Utilizing The same Example
A number of people have asked me to explain the idea of cross-knotting (cross-ventilation / 2-approach knotting). The most common knot utilized in traditional wig-making (besides in the Chinese language factories) is the one, or flat, knot. When used correctly, the only knot offers the most pure appearance, especially if the hairs are knotted one-at-a-time.

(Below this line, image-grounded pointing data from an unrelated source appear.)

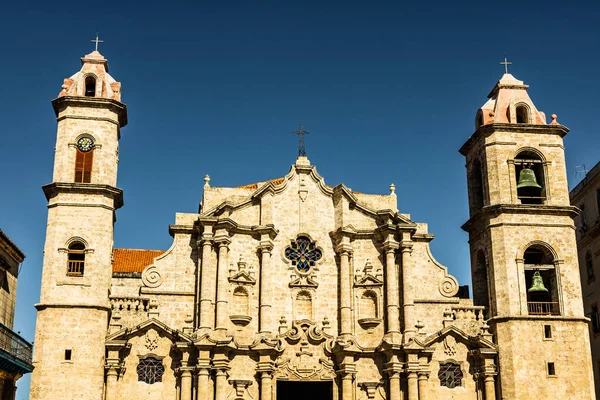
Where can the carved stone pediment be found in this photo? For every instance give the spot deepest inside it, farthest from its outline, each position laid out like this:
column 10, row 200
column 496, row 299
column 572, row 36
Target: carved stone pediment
column 368, row 281
column 367, row 278
column 304, row 282
column 306, row 355
column 242, row 278
column 244, row 275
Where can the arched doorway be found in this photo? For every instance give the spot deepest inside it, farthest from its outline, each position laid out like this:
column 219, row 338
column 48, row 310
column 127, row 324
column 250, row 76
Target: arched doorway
column 303, row 390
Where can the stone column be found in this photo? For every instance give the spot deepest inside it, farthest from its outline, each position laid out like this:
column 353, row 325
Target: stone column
column 407, row 288
column 391, row 284
column 266, row 292
column 345, row 250
column 347, row 372
column 206, row 279
column 203, row 389
column 186, row 383
column 394, row 380
column 222, row 309
column 111, row 383
column 413, row 387
column 221, row 384
column 490, row 387
column 423, row 386
column 266, row 385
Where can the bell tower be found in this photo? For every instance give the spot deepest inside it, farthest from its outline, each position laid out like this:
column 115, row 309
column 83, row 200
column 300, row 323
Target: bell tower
column 74, row 307
column 523, row 252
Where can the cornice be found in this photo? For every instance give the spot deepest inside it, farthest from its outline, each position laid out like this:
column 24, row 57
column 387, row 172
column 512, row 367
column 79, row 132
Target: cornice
column 532, row 209
column 92, row 102
column 185, row 229
column 43, row 306
column 488, row 129
column 52, row 189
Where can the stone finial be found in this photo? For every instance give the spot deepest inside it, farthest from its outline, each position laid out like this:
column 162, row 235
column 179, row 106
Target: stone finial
column 283, row 327
column 241, row 264
column 368, row 267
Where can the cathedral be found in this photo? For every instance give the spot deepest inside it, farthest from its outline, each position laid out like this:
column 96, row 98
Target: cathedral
column 293, row 289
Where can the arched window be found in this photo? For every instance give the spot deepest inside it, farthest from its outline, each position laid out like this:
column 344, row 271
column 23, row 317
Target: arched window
column 90, row 86
column 530, row 178
column 476, row 184
column 540, row 281
column 76, row 259
column 450, row 375
column 589, row 266
column 304, row 305
column 239, row 303
column 480, row 281
column 150, row 370
column 368, row 304
column 83, row 166
column 522, row 114
column 479, row 119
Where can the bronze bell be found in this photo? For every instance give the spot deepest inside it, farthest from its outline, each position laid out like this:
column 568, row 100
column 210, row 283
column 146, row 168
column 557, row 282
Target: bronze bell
column 527, row 180
column 537, row 285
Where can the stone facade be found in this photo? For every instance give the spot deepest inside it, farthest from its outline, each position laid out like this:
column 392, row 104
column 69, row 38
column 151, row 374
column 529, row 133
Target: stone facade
column 292, row 284
column 586, row 197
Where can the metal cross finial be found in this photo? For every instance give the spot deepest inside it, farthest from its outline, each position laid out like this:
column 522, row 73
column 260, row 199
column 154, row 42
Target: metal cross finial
column 301, row 132
column 97, row 41
column 506, row 63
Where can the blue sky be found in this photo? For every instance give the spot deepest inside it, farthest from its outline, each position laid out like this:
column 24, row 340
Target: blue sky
column 389, row 92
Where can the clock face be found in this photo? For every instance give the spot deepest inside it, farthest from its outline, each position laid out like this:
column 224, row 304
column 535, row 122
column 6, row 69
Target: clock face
column 85, row 144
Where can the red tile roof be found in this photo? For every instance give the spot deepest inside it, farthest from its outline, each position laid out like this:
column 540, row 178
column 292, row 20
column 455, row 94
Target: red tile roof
column 133, row 260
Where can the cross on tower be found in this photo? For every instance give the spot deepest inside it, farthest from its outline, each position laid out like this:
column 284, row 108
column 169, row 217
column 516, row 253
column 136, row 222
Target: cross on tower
column 506, row 63
column 97, row 41
column 301, row 132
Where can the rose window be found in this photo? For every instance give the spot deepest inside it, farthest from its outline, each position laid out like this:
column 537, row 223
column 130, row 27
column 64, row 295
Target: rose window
column 303, row 253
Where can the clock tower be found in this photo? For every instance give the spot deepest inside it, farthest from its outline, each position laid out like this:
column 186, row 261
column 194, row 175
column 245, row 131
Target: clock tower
column 74, row 307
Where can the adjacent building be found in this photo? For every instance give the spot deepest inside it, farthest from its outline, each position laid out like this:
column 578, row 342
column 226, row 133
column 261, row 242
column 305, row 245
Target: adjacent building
column 15, row 352
column 292, row 288
column 586, row 196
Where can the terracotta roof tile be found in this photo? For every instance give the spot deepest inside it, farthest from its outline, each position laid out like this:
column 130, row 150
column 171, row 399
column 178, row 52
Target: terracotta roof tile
column 133, row 260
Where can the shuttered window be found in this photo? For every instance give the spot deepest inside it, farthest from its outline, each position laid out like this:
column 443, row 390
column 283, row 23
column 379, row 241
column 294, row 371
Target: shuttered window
column 83, row 166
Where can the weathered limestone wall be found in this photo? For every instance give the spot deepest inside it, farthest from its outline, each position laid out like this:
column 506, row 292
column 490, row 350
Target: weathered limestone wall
column 525, row 352
column 81, row 330
column 99, row 123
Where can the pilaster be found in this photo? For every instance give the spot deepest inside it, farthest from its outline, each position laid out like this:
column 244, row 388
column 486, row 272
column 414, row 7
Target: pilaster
column 222, row 309
column 391, row 284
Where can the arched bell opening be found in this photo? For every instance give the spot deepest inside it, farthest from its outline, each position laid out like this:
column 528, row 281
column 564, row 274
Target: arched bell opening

However, single knots can are inclined to lie quite flat, with out much quantity. To fight this, the wig factories use cut up knots. These add a variety of volume to the hair, but for my part they appear horrible! Also, I consider that break up knots shed way more easily than single knots, which is why factories often resort to using double cut up knots in all places except the hairline. This just makes for an ugly end end result, as far as I’m concerned, and the explanation why a whole lot of the manufacturing facility wigs still look ‘wiggy’ and fake.
Cross-knotting permits the use of single knots, however adds quantity to the hair. It additionally adds a more freestyle direction to the knotting so that it is not set so much in a single course.
The idea is that every second row of hair is knotted in an alternating route. The perfect solution to get the idea is to see it illustrated, so this is a diagram exhibiting the very primary idea:
Cross-knotting / 2-method knotting
In this instance, we would like the overall route of the hair coming ahead from the crown, in the direction of the hairline. So every row is knotted at slight, alternating angles to the ultimate path of the hair.
So as to add much more quantity and carry to egg for the hair the hair, a way referred to as REVERSE cross knotting is used, through which the hair route is knotted in the precise reverse route from the final route you require. Utilizing the identical instance, once more with the ultimate hair direction being forward from the crown towards the hairline, it is actually knotted backwards at alternating angles.